La noche que velaron a
Teodelina, me sorprendió no ver entre los presentes a la señora de Abascal, su
hermana menor. En octubre, una amiga suya me dijo:
—Pobre Julita, se había
puesto rarísima y la internaron en el Bosch. Cómo las postrará a las enfermeras
que le dan de comer en la boca. Sigue dele temando con la moneda, idéntica al chauffeur de Morena Sackmann.
El tiempo, que atenúa
los recuerdos, agrava el del Zahir. Antes yo me figuraba el anverso y después
el reverso; ahora, veo simultáneamente los dos. Ello no ocurre como si fuera de
cristal el Zahir, pues una cara no se superpone a la otra; más bien ocurre como
si la visión fuera esférica y el Zahir campeara en el centro. Lo que no es el
Zahir me llega tamizado y como lejano: la desdeñosa imagen de Teodelina, el
dolor físico. Dijo Tennyson que si pudiéramos comprender una sola flor
sabríamos quiénes somos y qué es el mundo. Tal vez quiso decir que no hay
hecho, por humilde que sea, que no implique la historia universal y su infinita
concatenación de efectos y causas. Tal vez quiso decir que el mundo visible se
da entero en cada representación, de igual manera que la voluntad, según
Schopenhauer, se da entera en cada sujeto. Los cabalistas entendieron que el
hombre es un microcosmo, un simbólico espejo del universo; todo, según
Tennyson, lo sería. Todo, hasta el intolerable Zahir.
Antes de 1948, el
destino de Julia me habrá alcanzado. Tendrán que alimentarme y vestirme, no
sabré si es de tarde o de mañana, no sabré quién fue Borges. Calificar de
terrible ese porvenir es una falacia, ya que ninguna de sus circunstancias
obrará para mí. Tanto valdría mantener que es terrible el dolor de un
anestesiado a quien le abren el cráneo. Ya no percibiré el universo, percibiré
el Zahir. Según la doctrina idealista, los verbos vivir y soñar son
rigurosamente sinónimos; de miles de apariencias pasaré a una; de un sueño muy
complejo a un sueño muy simple. Otros soñarán que estoy loco y yo con el Zahir.

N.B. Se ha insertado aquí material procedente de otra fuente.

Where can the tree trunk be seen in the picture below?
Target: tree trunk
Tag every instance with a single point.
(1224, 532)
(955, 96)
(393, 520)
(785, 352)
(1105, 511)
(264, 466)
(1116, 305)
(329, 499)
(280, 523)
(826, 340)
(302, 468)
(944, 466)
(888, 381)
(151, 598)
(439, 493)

Cuando todos los hombres de la tierra piensen, día y noche, en el Zahir, ¿cuál
será un sueño y cuál una realidad, la tierra o el Zahir?
En las horas desiertas
de la noche aún puedo caminar por las calles. El alba suele sorprenderme en un
banco de la plaza Garay, pensando (procurando pensar) en aquel pasaje del Asrar Nama, donde se dice que Zahir es
la sombra de la Rosa y la rasgadura del Velo. Vinculo ese dictamen a esta
noticia: Para perderse en Dios, los sufíes repiten su propio nombre o los
noventa y nueve nombres divinos hasta que éstos ya nada quieren decir. Yo
anhelo recorrer esa senda. Quizá yo acabe por gastar el Zahir a fuerza de
pensarlo y de repensarlo, quizá detrás de la moneda esté Dios.
A Wally Zenner
Jorge Luis Borges
El Aleph
(1) Así escribe Taylor esa palabra.
(2) Barlach observa que Yaúq figura en Alcorán (LXXI, 23) y que el profeta es
AlMoqanna (El Velado) y que nadie, fuera del sorprendente corresponsal de
Philip Meadows Taylor, los ha vinculado al Zahir.